Do you have a healthy, dynamic relationship with yourself? Are you on good terms? Do you think of yourself as important? Do you like yourself? Do you accept yourself? Do you forgive yourself? Do you take care of yourself?

One of the things I see so clearly in our intensive center is the difference between people who don’t have a healthy relationship with themselves and those who do.

One of the women who came to see us is Mary and she had been dealing with alcoholism. It’s quite a struggle. Besides the problem of her dependency on alcohol, her addiction affects all the relationships in her life. She had become distant from her husband and neglectful of her children. She has good days when she was more communicative, but other days she dropped out of sight for hours on end. She barely spoke to her husband Tom, and she often forgot to pick up her kids at school.

Mary is unaware of what she does to the people in her life, unaware of how her behaviors affect relationships. When asked why she does what she does, she mutters, “I dunno” and had a blank look on her face. She looked and sounded helpless about herself. She consistently seemed unable to see her own behaviors, to understand anything about she affected others, or ultimately to have any perspective about herself in the world.

Now, addictions are very hard to overcome, no question. I don’t minimize the difficulties that Mary faced on a daily basis. But we helped her see that she’ll never climb out of her situation until she sees herself honestly and objectively which is the starting place for her developing a healthy relationship with herself.

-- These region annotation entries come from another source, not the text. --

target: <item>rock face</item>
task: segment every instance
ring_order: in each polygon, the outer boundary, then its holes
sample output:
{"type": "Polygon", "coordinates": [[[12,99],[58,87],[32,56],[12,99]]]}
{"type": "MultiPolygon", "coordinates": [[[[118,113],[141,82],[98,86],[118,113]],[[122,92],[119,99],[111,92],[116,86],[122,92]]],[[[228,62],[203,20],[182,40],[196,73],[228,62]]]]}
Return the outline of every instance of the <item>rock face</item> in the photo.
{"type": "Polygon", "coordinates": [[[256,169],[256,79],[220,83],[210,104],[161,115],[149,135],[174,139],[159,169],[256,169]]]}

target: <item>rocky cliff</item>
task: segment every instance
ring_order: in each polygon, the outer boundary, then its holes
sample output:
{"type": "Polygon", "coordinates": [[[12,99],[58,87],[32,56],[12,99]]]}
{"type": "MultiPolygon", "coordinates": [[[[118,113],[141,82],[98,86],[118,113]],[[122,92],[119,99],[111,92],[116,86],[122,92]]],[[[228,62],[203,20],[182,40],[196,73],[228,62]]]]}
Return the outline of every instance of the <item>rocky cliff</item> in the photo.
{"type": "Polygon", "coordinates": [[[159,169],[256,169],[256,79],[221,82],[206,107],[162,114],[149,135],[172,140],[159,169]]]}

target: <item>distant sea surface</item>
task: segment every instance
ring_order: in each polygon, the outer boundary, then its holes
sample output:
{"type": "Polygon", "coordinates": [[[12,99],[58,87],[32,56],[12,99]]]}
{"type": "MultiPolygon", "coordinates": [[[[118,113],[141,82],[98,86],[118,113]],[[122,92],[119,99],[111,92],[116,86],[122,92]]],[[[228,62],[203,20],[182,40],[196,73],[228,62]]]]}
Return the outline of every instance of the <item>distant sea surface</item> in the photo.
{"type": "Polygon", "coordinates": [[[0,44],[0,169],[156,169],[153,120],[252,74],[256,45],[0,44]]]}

Susan also struggles with alcoholism. She was much like Mary, helpless in the face of her addiction and unaware of herself. But then she gave birth to a baby girl. Once the baby was born it caused her to see how her addiction could hurt her child in a major way. She wasn’t as motivated to change because the addiction was hurting just her, but when the baby came and with it the potential of hurting her child, then she made major changes.

She was able to step apart from herself and see herself objectively as if “she” were another person. It was as if she saw herself through a camera lens with her daughter in the picture. She didn’t like everything she saw—an addicted woman who thought she had no choices—but facing that reality helped her begin the process of change. Once she saw her own actions and how they affected others, she could take personal responsibility for those actions.

Soon Susan started making changes in her lifestyle and fighting the addiction that had controlled her. (Do you see the third strand here again? You are made for responsibility for yourself.) She started taking care of herself. She got into AA, which has been immensely helpful.

All of this started when Susan saw herself through the camera lens and started developing a healthy relationship with herself.

People who do have a healthy relationship with themselves—who take responsibility and take care of themselves—are better positioned to deal with relationship problems because they can see themselves objectively.

The relationship truth is this: Put yourself in the picture. When you master this skill—seeing a picture image of both the other person and yourself in the same frame—you suddenly have a perspective on yourself with others. You can see the consequence of your own actions and the effect they have on the feelings of your friends and family. And you can adjust your words and behaviors accordingly.